Non-consultant hospital doctors say they have had enough of excessive hours and inappropriate tasks.

Image: Hugh Macknight/PA Wire/Press Association Images

NON-CONSULTANT HOSPITAL doctors (NCHDs) have gained the support of their colleagues as they fight against what they call deplorable conditions in the workplace.

The Irish Medical Organisation today carried a motion expressing “solidarity” with NCHDs at its annual conference in Killarney. The representative body called on the HSE to work towards an action plan for the implementation of the European Working Time Directive, in line with their 2010 contract.

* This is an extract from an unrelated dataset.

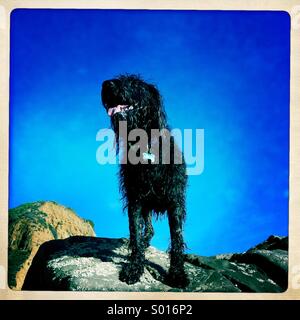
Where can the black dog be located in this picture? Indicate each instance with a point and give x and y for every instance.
(152, 186)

During day three of the AGM, NCHDs debated motions highlighting issues regarding working hours, training, contracts, education, workforce planning and particular duties.

Newly elected chairman, Dr. John Donnellan, urged the paymasters to ensure NCHDs are paid for all hours worked. He also asked for a national policy on inappropriate tasks and a redefinition of the duties and responsibilities of NCHDs.

“The ever increasing demands on an overloaded health service in turn increases the demands on NCHDs already working dangerous and illegal hours, many of which remain unpaid by hospitals that unfairly target NCHDs for cost savings while making no attempt to actively improve patient care by actually reducing unsafe NCHD working hours.”

A further motion tabled called on the HSE to provide adequate security cover in hospital campuses, including car parks, for those staff on call on site, particularly during the night.

Separately, those attending the conference discussed the measures outlined in Croke Park II.

Doctors said they will support a ‘No’ campaign and fight against proposals cited in the new public service agreement. Although it said industrial action is a last resort, the IMO conceded it was an option. It also said that even if there is an aggregate Yes vote by the Public Services Committee of Congress on 17 April, it will not regard it as a collective agreement.

Earlier today, the new president Dr Matt Sadlier said he will put on hold his stipend pending an internal governance review. Dr Sadlier told members that he was previously unaware of the payment which RTÉ News revealed to be 25 per cent of the former CEO’s salary.